After lunch, we went to the Musee du Cluny, the medieval museum in the Latin Quarter. Tom had never been there and I hadn't been there in over ten years. I had forgotten how lovely the "Lady and the Unicorn" tapestries are. They have them displayed in a special room and they are just stunning. While it's not original, I would have to say those were my favorites in the museum, although there was much fascinating art and artifacts. While we were there, an older French man struck up a conversation with me - in French. He said something very interesting: that he had been to the Cluny five times and each time he discovers something new, a new detail. That's what is wonderful about Paris, in general: it always holds a new discovery. Anyway, the French man was delighted when I told him where I was from and said in English, "New Or-LEENZ" like so many Americans, but no New Orleanians, say! Incidentally, I have noticed a different reaction when I tell French people I live in Louisiana rather than New York. I don't think they dislike New Yorkers, but I do think they feel a certain kinship with Louisianians - for obvious reasons, I suppose. Even those who have never been there tell me that it is somewhere that have always wanted to go - and would go to - on a trip to the States. The French man also told me how hot he felt at the museum. Me too! This is a pet peeve of mine. They really do overheat the indoors in Paris. Just another good reason to wear layers. I peeled off several while at the Cluny.

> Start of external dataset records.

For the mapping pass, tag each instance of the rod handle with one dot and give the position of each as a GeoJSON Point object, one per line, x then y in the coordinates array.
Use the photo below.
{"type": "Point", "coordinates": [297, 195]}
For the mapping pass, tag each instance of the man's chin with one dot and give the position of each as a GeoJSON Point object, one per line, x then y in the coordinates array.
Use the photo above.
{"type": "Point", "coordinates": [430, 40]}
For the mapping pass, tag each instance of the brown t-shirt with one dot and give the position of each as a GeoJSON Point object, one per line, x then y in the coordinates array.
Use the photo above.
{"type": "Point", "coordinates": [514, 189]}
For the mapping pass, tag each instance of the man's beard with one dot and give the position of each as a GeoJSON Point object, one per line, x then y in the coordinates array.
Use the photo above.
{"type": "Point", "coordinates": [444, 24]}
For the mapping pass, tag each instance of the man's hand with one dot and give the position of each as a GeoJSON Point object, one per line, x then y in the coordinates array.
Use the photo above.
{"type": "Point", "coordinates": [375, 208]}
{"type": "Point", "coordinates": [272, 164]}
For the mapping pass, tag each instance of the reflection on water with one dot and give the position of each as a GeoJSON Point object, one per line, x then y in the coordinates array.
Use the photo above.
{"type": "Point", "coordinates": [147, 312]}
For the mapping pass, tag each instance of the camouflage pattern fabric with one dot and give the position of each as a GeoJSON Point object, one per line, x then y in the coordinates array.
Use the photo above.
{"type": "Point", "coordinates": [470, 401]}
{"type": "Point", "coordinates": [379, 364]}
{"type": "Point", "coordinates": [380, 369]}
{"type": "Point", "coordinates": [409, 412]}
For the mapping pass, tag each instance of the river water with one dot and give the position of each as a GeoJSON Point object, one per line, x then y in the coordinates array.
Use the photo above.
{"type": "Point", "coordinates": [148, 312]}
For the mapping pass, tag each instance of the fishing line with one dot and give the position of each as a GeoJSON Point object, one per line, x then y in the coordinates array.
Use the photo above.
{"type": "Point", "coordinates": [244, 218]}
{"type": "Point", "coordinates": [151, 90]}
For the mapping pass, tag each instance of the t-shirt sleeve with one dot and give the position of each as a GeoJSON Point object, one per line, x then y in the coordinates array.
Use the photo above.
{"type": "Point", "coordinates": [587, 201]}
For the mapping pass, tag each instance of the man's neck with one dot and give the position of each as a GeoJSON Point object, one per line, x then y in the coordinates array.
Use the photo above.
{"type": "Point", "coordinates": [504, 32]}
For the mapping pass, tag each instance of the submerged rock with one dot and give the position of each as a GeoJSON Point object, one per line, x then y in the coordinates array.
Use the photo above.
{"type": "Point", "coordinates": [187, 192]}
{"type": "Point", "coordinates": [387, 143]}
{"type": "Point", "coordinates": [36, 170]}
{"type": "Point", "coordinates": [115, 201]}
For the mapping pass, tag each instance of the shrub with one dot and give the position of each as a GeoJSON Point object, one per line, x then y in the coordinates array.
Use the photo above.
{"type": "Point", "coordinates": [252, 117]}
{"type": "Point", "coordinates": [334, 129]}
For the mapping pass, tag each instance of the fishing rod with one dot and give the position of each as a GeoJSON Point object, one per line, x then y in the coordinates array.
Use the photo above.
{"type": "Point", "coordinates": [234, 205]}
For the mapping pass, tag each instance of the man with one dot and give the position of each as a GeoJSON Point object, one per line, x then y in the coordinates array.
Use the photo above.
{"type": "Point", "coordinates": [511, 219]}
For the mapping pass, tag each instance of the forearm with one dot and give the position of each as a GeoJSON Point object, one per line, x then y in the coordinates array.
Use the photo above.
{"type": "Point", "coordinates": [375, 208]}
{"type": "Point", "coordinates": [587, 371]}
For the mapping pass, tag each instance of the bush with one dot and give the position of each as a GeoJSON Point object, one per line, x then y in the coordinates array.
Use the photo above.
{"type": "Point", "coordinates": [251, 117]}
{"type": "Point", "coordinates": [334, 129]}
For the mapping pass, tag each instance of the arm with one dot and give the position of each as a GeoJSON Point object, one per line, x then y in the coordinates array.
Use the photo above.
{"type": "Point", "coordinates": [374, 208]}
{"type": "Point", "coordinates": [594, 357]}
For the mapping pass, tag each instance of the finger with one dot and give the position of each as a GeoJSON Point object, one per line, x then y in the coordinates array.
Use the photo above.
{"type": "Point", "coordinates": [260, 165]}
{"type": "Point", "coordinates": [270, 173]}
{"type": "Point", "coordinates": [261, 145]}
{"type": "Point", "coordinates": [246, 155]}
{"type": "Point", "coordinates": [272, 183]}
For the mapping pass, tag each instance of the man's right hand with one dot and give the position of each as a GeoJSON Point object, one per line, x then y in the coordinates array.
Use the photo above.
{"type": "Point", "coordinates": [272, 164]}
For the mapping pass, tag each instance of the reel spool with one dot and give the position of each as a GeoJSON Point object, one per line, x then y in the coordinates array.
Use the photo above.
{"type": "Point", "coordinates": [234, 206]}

Well, we were shopping for a tapestry on this trip for our bedroom and we checked the Cluny gift shop to no avail. Someone on the Francophile Forum recommended a small boutique across from the Cluny, but we couldn't find it. So onto the Metro and back to the hotel. We made a decision to be frugal for dinner that night. We still had sandwiches leftover from the Prague hotel (made for us to go for breakfast) - and some Czech wine - so we figured we would eat those. We stopped at a little alimentation to pick up some chips to go with the sandwiches (a French brand, of course!) and some Vittel for the room.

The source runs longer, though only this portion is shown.